Influenced by Rome's Colosseum, our tour guide ruminates about that particular Empire and how "nobody got the hint" about what was to follow here. Fair point. It's a grandly formiddable place.




These are known as "The Leader's Steps", and lead from an underground entrance up to the posh seats that, depending on who's playing, can go for a few grand per arse. If it gets a bit nippy - and I imagine even on a warm day there'll be a chilly breeze here - that lot get tucked in with warm blankets.




This is the section where, during the '36 Olympics, Hitler would meet and greet the medal winners. Unless it was Jesse Owens, in which case he suddenly remembered an appointment he had elsewhere and had to nip off. 


Down in the depths, beyond the "biggest party bar" IN ANY STADIUM IN THE WORLD (my photo's rubbish: imagine the glitz of the Ridings shopping centre in Wakefield, circa 1989) is the press room. They're still very proud of hosting the 2015 Champions League Final, when Barcelona beat Juventus and probably had a knockabout in this warm-up area. 

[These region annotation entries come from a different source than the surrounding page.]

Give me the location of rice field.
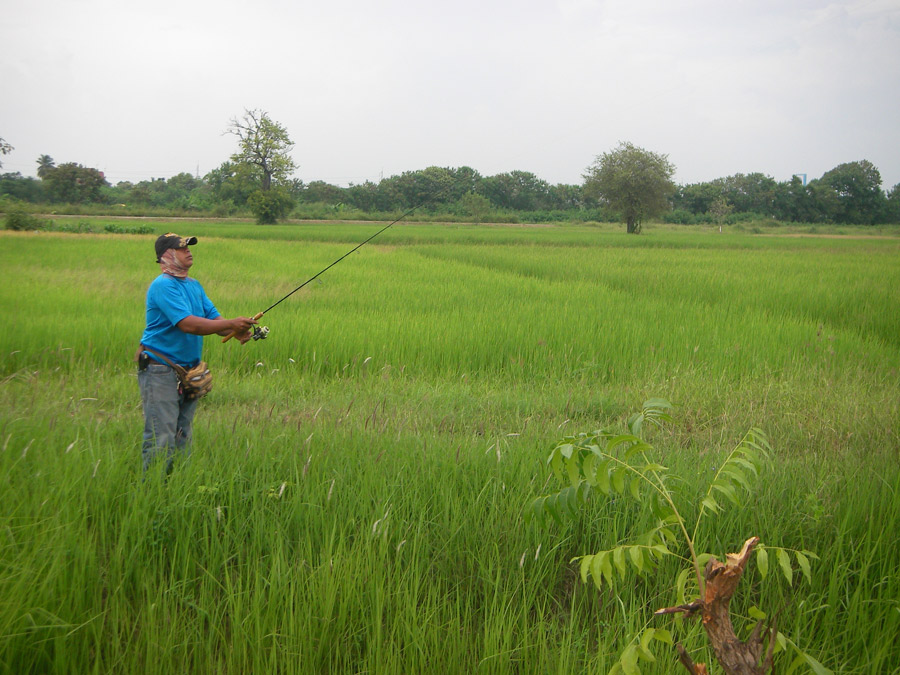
[0,221,900,674]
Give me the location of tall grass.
[0,223,900,673]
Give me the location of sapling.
[530,399,831,675]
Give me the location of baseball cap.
[156,232,197,262]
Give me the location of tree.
[228,110,297,192]
[528,399,831,675]
[37,155,56,180]
[813,159,885,225]
[482,171,553,211]
[584,143,675,234]
[884,183,900,223]
[0,138,15,168]
[44,162,109,204]
[228,110,297,224]
[459,192,491,223]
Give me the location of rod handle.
[222,312,263,343]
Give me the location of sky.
[0,0,900,190]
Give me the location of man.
[137,232,256,473]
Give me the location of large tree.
[228,110,297,224]
[0,138,15,167]
[37,155,56,179]
[584,143,675,234]
[228,110,297,192]
[812,159,885,225]
[43,162,109,204]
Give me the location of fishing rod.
[222,195,426,342]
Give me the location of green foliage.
[5,211,47,231]
[459,192,491,223]
[42,162,109,204]
[0,138,15,168]
[529,399,829,675]
[228,110,297,193]
[584,143,675,233]
[247,188,294,225]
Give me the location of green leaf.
[697,553,713,569]
[625,441,650,461]
[550,450,565,480]
[628,546,644,572]
[650,544,672,558]
[591,555,603,591]
[775,631,787,654]
[582,453,600,487]
[653,628,675,647]
[732,457,759,476]
[619,645,641,675]
[629,476,641,501]
[641,628,656,649]
[566,458,581,487]
[613,466,626,494]
[606,434,641,455]
[722,466,751,492]
[675,567,691,605]
[803,653,834,675]
[794,551,812,584]
[580,555,594,584]
[756,546,769,579]
[597,460,610,496]
[784,654,805,675]
[712,483,740,506]
[700,495,719,513]
[775,548,794,586]
[613,546,627,579]
[747,606,766,621]
[599,551,616,588]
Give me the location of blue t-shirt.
[141,274,220,367]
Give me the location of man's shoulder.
[150,274,203,290]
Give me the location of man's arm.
[175,314,256,344]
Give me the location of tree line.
[0,119,900,231]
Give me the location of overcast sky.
[0,0,900,189]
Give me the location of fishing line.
[222,195,440,342]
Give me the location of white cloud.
[0,0,900,186]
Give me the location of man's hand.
[219,312,262,344]
[228,316,257,342]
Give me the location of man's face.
[174,246,194,269]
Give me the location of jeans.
[138,361,197,474]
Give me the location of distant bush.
[103,223,153,234]
[6,211,47,231]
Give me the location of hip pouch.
[144,347,212,401]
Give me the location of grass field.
[0,221,900,674]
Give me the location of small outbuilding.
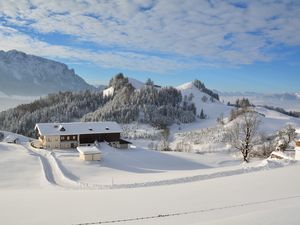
[77,146,101,161]
[110,139,132,149]
[295,139,300,160]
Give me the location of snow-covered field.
[0,92,39,112]
[0,125,300,225]
[0,81,300,225]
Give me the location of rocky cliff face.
[0,50,93,95]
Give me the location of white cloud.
[0,0,300,71]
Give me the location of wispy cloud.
[0,0,300,72]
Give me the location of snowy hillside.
[176,82,232,122]
[128,77,145,89]
[0,130,300,225]
[219,92,300,111]
[0,50,94,96]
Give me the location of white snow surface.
[0,140,300,225]
[0,105,300,225]
[128,77,145,89]
[177,82,232,122]
[35,121,122,135]
[219,92,300,111]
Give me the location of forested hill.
[0,74,217,137]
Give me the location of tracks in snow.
[24,145,82,189]
[25,142,295,190]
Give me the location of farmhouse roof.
[34,121,122,136]
[77,146,101,155]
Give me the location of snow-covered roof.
[34,121,122,136]
[77,146,101,155]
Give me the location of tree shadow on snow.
[98,149,211,173]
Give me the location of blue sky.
[0,0,300,93]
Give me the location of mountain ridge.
[0,50,95,96]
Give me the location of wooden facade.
[35,122,128,149]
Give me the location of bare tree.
[230,111,260,162]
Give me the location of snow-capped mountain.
[219,92,300,111]
[0,50,94,96]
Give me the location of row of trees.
[82,75,196,128]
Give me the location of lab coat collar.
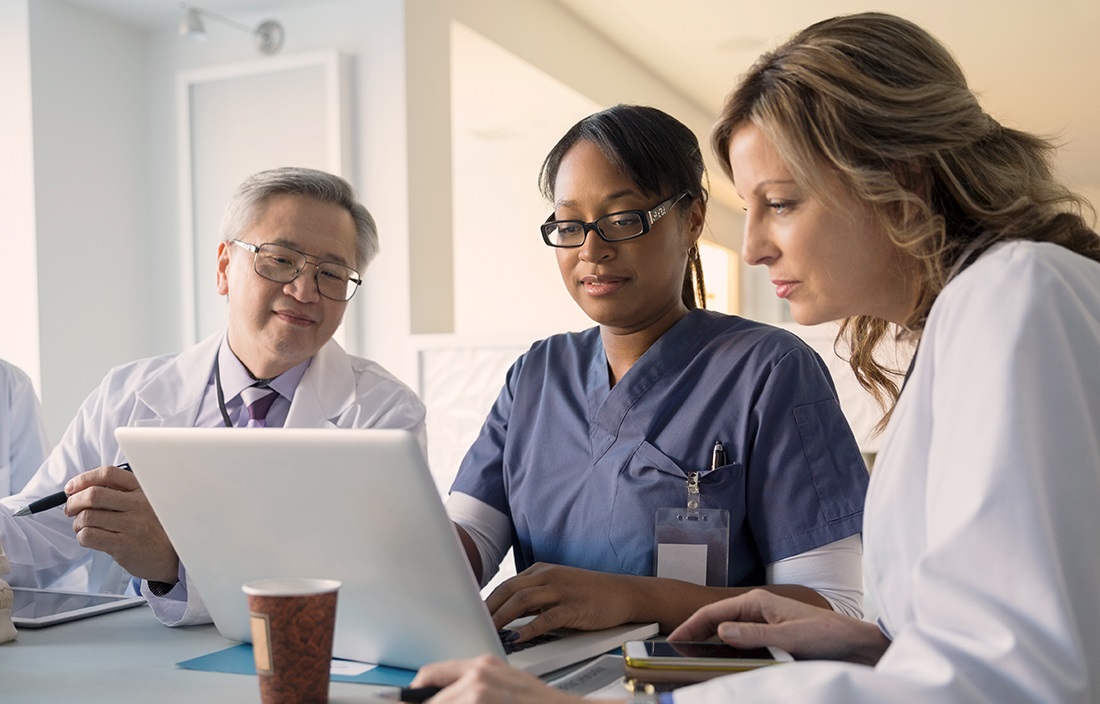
[131,330,355,428]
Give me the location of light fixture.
[179,2,285,54]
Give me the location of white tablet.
[11,586,145,628]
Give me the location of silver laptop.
[116,428,657,674]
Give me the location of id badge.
[656,507,729,586]
[653,442,729,586]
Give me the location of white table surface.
[0,605,391,704]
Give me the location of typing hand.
[485,562,634,642]
[669,590,890,664]
[65,466,179,584]
[410,656,589,704]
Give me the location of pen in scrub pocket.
[711,440,726,471]
[14,462,131,516]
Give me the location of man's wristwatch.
[145,580,178,596]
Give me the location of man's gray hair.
[221,166,378,274]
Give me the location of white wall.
[0,0,42,404]
[8,0,736,462]
[30,0,151,440]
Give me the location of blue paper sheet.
[176,642,416,686]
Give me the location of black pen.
[711,440,726,471]
[380,686,443,704]
[14,462,131,516]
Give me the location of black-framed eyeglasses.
[541,190,691,248]
[230,240,363,300]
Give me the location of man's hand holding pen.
[65,465,179,584]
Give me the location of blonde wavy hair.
[711,12,1100,429]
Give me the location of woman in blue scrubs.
[448,106,867,640]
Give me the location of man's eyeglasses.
[230,240,363,300]
[541,190,691,248]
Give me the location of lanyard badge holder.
[655,442,729,586]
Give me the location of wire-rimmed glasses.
[230,240,363,300]
[540,190,691,248]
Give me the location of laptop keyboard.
[497,628,561,656]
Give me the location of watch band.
[145,580,178,596]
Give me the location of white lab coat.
[0,360,50,496]
[0,332,425,607]
[674,242,1100,704]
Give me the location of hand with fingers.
[65,466,179,583]
[669,590,890,666]
[410,656,598,704]
[485,562,636,642]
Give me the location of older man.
[0,168,425,625]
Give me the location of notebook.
[116,427,657,674]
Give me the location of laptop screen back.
[116,428,503,669]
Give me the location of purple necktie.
[241,386,278,428]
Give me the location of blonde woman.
[418,13,1100,704]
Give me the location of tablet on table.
[11,586,145,628]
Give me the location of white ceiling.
[70,0,1100,199]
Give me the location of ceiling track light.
[179,2,286,54]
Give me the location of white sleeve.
[0,367,50,494]
[447,492,512,586]
[673,243,1100,704]
[767,534,864,618]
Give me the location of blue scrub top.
[451,310,868,586]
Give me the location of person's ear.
[683,198,706,249]
[218,242,232,296]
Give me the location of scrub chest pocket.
[608,440,745,585]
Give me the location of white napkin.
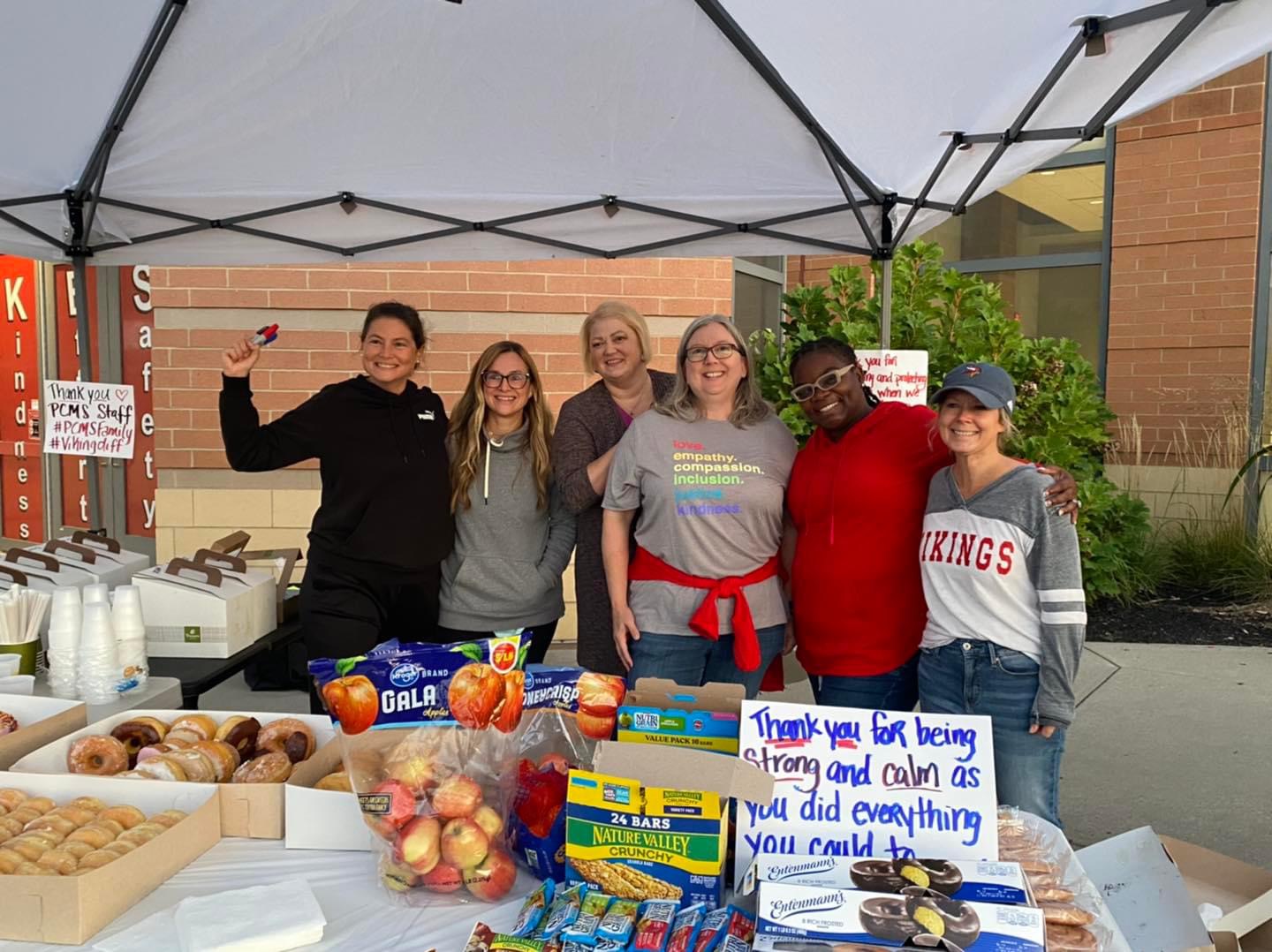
[93,880,327,952]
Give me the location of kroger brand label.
[753,882,1046,952]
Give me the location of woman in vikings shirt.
[601,314,795,697]
[919,364,1086,825]
[783,336,1078,711]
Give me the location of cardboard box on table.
[0,774,222,944]
[618,677,746,755]
[11,711,335,840]
[284,738,375,850]
[0,694,87,767]
[564,741,774,908]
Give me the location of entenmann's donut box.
[9,711,335,840]
[752,882,1046,952]
[0,694,87,770]
[0,773,222,944]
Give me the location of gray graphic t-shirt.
[603,412,795,636]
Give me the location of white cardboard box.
[11,711,335,840]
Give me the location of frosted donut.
[170,714,216,741]
[96,805,147,830]
[233,752,292,783]
[191,741,243,783]
[35,849,79,876]
[66,735,130,776]
[255,717,318,764]
[135,753,187,781]
[148,810,188,828]
[162,747,216,783]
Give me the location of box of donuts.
[9,711,335,840]
[285,740,375,850]
[752,882,1047,952]
[0,774,222,944]
[0,694,87,770]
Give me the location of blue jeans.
[807,652,919,711]
[627,625,786,698]
[919,640,1064,827]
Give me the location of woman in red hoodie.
[783,336,1078,711]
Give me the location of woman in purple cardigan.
[552,301,676,676]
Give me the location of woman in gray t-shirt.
[602,314,796,697]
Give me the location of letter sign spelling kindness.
[735,700,998,888]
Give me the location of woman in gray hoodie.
[437,341,575,663]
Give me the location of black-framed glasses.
[481,370,530,390]
[791,361,858,403]
[685,344,739,364]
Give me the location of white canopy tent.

There's a shortened sprint track in here, too, where Usain Bolt, I imagine, did a few lunges before popping upstairs to break the 100m record in 2009.






The tour lasts for an hour and our guide's excellent, chipping in with the pertinent stuff but also fine about folk having a bit of a wander. Indeed, at the end she more or less suggests we find our own way out. 

It works out at 8 euros for each of us. A bit of sleuthing shows that Wembley's about 20 quid a pop, and if the price hike wasn't enough, it's in Wembley.